Now we are faced with a situation in which a truly rogue nation with a reputation for selling everything it can get its hands on or manufacture on the black market — including some stunningly authentic-looking American currency — to prop up its totalitarian regime can locate a ready-and-willing customer base for portable nukes in the quagmire formerly known as Iraq. Or more precisely, among the growing number of desperate insurgents catalyzed by the U.S. occupation of a major Middle-East country. When you add the recently leaked National Intelligence Estimate concluding that the Iraq war has not made the world safer from terrorists to the coalescing threat of a nuclear North Korea, we are facing a future that seems even more terrifying than the Cold War days of old.

How you think our government should handle Kim Jong-Il probably depends to some extent on whether you think the Soviet Union collapsed primarily because it favored military build-up at the expense of economic development or because Ronald Reagan pulled his best movie-star turn at West Berlin’s Brandenburg Gate with “Mr.
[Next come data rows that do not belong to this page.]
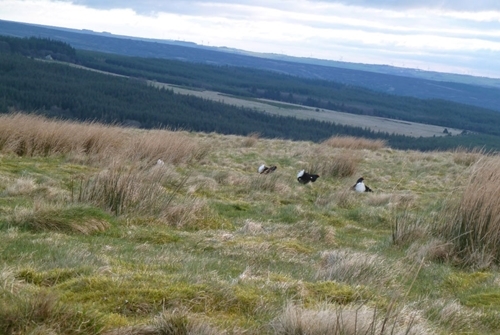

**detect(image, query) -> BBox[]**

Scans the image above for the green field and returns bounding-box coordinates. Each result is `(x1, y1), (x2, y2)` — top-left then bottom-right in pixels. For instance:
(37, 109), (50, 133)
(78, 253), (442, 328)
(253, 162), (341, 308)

(0, 114), (500, 335)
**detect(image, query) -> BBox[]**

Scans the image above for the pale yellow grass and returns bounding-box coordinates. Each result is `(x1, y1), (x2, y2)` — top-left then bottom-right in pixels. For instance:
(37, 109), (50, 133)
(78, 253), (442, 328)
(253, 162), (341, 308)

(322, 136), (386, 150)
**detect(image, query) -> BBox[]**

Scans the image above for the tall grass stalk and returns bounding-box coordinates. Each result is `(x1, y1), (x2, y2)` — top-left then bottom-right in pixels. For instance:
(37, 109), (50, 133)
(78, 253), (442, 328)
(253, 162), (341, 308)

(77, 160), (173, 216)
(442, 157), (500, 268)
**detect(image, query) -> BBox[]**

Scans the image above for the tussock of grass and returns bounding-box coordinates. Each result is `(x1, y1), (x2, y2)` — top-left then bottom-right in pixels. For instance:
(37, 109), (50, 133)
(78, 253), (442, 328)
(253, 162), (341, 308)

(442, 157), (500, 269)
(316, 249), (397, 286)
(7, 205), (110, 235)
(0, 114), (500, 335)
(0, 291), (104, 335)
(392, 210), (430, 246)
(309, 151), (358, 178)
(271, 304), (426, 335)
(0, 113), (124, 157)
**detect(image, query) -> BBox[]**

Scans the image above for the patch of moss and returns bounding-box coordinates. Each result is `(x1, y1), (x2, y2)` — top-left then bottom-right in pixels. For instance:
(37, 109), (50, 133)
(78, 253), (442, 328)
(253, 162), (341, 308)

(305, 281), (360, 304)
(16, 268), (82, 286)
(443, 272), (491, 292)
(462, 289), (500, 311)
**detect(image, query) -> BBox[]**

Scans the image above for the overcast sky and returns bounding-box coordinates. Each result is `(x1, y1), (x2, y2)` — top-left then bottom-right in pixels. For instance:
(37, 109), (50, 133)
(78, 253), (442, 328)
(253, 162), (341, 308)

(0, 0), (500, 78)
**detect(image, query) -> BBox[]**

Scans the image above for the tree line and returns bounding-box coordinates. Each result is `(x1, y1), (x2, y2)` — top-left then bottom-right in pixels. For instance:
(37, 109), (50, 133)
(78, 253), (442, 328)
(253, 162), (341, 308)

(0, 37), (499, 150)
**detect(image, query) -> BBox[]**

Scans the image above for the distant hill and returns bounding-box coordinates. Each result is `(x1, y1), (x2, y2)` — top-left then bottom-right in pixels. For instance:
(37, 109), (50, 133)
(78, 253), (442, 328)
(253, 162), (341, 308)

(0, 20), (500, 111)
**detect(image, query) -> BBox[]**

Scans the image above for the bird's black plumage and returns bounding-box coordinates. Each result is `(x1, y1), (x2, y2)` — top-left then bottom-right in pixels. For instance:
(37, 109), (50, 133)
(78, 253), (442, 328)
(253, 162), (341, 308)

(352, 177), (373, 192)
(297, 170), (319, 184)
(259, 164), (277, 174)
Gorbachev, tear down this wall!” The truth probably lies somewhere in between, and within that lie some useful parallels with North Korea.
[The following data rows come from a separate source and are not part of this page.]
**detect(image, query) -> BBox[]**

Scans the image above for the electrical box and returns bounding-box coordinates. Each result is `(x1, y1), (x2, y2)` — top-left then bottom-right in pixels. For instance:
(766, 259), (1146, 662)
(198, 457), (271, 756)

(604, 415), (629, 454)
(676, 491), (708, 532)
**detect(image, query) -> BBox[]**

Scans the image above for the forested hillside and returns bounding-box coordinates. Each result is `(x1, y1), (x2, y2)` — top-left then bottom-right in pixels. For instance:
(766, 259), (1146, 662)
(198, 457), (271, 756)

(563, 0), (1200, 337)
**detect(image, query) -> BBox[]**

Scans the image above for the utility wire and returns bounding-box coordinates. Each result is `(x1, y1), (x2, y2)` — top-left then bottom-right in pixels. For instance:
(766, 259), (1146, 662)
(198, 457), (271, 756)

Before those heady days of 1991, Americans were inclined to imagine Soviets as some combination of brainwashed automatons standing docilely in bread lines and malevolent autocrats who only refrained from bombing us into oblivion because our stick looked bigger than theirs. But the vast majority were simple human beings, of course, who yearned to live free from fear (of their own government and ours), who wanted to pursue a better life for themselves and their children. These very common human desires lie at the foundation of human progress. The North Korean population, cowed by fear, privation, and with little access to the outside world (sound familiar?), is no doubt similarly human, and will, at some point, move their society in a more progressive direction. The question is, how can we aid and catalyze those elements while controlling and containing the autocratic government?
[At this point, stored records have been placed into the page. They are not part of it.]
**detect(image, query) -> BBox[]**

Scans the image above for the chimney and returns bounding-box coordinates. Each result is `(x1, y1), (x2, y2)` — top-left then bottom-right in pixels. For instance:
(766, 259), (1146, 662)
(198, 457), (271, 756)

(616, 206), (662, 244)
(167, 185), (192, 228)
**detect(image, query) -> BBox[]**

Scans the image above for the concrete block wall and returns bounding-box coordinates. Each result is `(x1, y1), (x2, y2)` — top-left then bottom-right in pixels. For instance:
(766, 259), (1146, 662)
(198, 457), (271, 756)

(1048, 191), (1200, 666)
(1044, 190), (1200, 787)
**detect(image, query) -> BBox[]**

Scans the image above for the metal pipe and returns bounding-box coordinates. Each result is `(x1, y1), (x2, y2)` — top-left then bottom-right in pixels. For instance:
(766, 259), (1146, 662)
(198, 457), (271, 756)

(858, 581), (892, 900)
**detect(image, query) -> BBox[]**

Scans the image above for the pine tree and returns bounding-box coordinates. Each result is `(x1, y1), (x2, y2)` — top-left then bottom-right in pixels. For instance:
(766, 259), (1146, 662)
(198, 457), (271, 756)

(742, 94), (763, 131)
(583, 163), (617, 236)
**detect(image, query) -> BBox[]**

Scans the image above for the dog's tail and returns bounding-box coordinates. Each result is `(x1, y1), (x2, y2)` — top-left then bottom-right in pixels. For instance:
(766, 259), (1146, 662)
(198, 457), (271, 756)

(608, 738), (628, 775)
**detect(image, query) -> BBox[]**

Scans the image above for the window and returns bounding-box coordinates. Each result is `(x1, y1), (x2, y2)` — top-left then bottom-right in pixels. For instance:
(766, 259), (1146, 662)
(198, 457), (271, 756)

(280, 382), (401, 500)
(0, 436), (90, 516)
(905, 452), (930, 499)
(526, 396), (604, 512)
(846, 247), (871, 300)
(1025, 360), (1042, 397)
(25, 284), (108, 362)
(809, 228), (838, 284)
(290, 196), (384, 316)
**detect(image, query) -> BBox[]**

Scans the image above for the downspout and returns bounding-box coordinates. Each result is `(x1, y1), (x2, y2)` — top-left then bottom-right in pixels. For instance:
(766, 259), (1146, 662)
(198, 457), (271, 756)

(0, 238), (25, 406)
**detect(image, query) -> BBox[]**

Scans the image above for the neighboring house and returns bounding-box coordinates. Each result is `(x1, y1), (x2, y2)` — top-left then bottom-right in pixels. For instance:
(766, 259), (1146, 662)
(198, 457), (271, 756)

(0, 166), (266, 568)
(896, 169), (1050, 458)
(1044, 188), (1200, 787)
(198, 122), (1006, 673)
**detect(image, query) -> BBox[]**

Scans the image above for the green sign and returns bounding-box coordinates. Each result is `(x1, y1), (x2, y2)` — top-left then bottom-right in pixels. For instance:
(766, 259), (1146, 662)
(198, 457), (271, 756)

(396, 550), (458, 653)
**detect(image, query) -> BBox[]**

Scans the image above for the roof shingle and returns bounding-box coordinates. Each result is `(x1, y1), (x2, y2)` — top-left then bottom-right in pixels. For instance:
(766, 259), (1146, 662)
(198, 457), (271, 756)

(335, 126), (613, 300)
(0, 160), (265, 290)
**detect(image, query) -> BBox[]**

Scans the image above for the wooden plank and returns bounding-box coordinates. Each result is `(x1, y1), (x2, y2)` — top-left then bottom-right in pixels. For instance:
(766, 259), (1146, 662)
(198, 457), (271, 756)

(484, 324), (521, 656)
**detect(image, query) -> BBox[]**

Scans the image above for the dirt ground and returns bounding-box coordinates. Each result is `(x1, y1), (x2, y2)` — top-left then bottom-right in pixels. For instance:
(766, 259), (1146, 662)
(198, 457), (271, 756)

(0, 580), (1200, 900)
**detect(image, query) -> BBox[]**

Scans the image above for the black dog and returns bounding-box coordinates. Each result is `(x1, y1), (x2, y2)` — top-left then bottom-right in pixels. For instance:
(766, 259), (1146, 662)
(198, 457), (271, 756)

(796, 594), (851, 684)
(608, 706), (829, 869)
Of the four guests at Charlie’s table on Monday, only one, Selig Harrison of the Center for International Policy, had recently returned from North Korea, where, among many other conversations, he spent six hours with the vice foreign minister who handles nuclear affairs. His opinion, that North Korea moved ahead with its nuclear-weapons program because it believed Bush’s regime-change threats and that the country would be willing to trade the program for substantive economic aid, was largely rejected by his fellow guests. But those guests also acknowledged that a military move against North Korea at this point would be folly — we no longer know where the weapons are, for one thing — and that they don’t know what the Koreans want. So, why don’t we, for a change, try out the advice of someone who’s been traveling between Korea and China and open real negotiations with the newest member of the nuclear club? Or, we could just send Condy in to flash that 10,000-watt smile and say that when it comes to an endless, ambiguous “War on Terror,” the U.S. has “no better friend” than Kim Jong-Il.